Still, it was Vedder's decision to record Soon Forget, accompanied only by himself on a ukulele.
"It was a cool song," says McCready. "He does it live. He'll end the show with it sometimes. It's pretty funny, especially if he can get the damn thing in tune."
The live show also includes covers like Neil Young's Rockin' In The Free World and The Who's Baba O' Riley.
"We just cover songs that we like," says McCready. "Eddie can sing The Who very well. He loves them."
But perhaps Pearl Jam's best-known cover -- certainly their most successful -- is Last Kiss, which inexplicably became the group's biggest single of their career in 1999.
It was recorded as a fan club-only single for Christmas 1998, but was released the next year as a commercial single and on the Kosovo benefit compilation, No Boundaries.

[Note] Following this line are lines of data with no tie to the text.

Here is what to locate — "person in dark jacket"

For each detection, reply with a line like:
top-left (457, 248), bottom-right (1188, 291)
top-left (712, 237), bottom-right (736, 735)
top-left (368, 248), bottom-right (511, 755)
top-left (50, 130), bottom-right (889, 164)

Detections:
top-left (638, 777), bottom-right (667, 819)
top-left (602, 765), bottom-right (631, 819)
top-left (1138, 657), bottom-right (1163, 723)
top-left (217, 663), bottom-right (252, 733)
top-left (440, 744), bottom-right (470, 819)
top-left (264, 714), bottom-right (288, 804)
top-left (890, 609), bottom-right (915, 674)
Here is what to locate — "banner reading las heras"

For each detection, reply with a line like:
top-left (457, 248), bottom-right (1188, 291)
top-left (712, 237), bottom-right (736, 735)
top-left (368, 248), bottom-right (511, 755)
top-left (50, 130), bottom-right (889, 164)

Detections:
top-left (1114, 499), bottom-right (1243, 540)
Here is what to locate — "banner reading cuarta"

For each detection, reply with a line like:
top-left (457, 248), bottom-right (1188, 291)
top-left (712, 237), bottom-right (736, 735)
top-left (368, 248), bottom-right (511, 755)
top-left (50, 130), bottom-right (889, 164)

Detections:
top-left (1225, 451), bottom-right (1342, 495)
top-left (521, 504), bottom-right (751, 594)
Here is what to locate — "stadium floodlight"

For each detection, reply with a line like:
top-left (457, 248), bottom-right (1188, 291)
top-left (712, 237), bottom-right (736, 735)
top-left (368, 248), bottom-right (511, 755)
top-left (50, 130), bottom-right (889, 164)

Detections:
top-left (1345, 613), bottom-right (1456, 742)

"It was huge -- a big single," says McCready. "I have no idea why. People just loved it. We recorded it at a sound check at Constitution Hall in D.C. and then it blew up. People started calling and wanting it. I was just surprised. I was like, 'Oh, my God.'"
The Pearl Jam File
Members: Eddie Vedder (vocals), Stone Gossard (guitar), Mike McCready (guitar), Jeff Ament (bass), Matt Cameron (drums).
Discography: Ten (1991), VS. (1993), Vitalogy (1994), Merkin Ball EP (1995), No Code (1996), Yield (1998), Binaural (2000), Pearl Jam Bootlegs (2000).
Total Sales: Over 30 million.
QUOTE: "Things like that are always kind of happening and always selling big and we still do fine when we go on the road so we enjoy that. Hopefully we're making music that's viable and that's why we still love doing it 'cause we love making it and playing it."-- McCready on how Pearl Jam is faring in the current teen-pop boom.